Published: Wednesday, October 3, 2012

Cold water in the north Pacific may diminish the severity of El Niño weather, climatologists say.

The phenomenon was previously expected to provide some much-needed rain for the nation's drought zone, but scientists now say wetter weather will most likely hit the Gulf Coast and Southeast instead of the middle of the country.

"We believe that there will be an El Niño, but the strength of it is debatable, and it may be a fairly weak one," said Huug van den Dool, a meteorologist at the federal government's Climate Prediction Center.

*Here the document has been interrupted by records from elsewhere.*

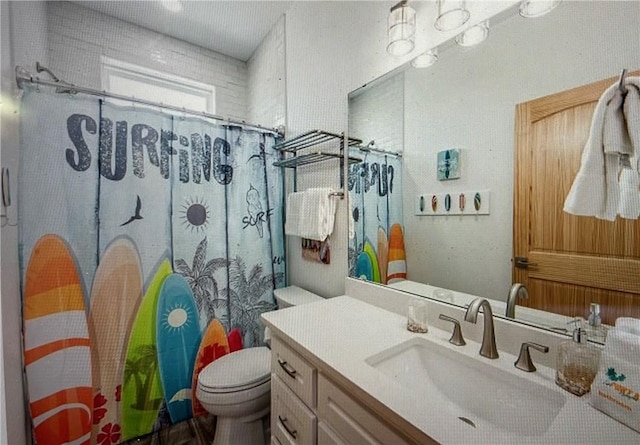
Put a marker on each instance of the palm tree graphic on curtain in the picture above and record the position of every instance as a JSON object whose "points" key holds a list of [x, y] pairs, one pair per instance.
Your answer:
{"points": [[238, 305], [203, 284], [142, 370], [244, 296]]}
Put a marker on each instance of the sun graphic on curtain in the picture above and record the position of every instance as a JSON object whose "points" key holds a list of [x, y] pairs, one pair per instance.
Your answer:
{"points": [[195, 214], [176, 318]]}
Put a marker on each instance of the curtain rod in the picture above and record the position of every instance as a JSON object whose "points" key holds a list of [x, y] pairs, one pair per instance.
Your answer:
{"points": [[22, 76]]}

Scientists use three factors to predict El Niño, with its warm ocean waters and worldwide weather effects. Sea surface temperatures must increase at least half a degree Celsius above normal in particular areas within the Pacific. Tropical winds and moisture are monitored for specific responses to ocean energy, and these conditions must be likely to persist for three months.

Temperatures are decreasing within the ocean, leading climatologists to believe this year's El Niño will be negligible.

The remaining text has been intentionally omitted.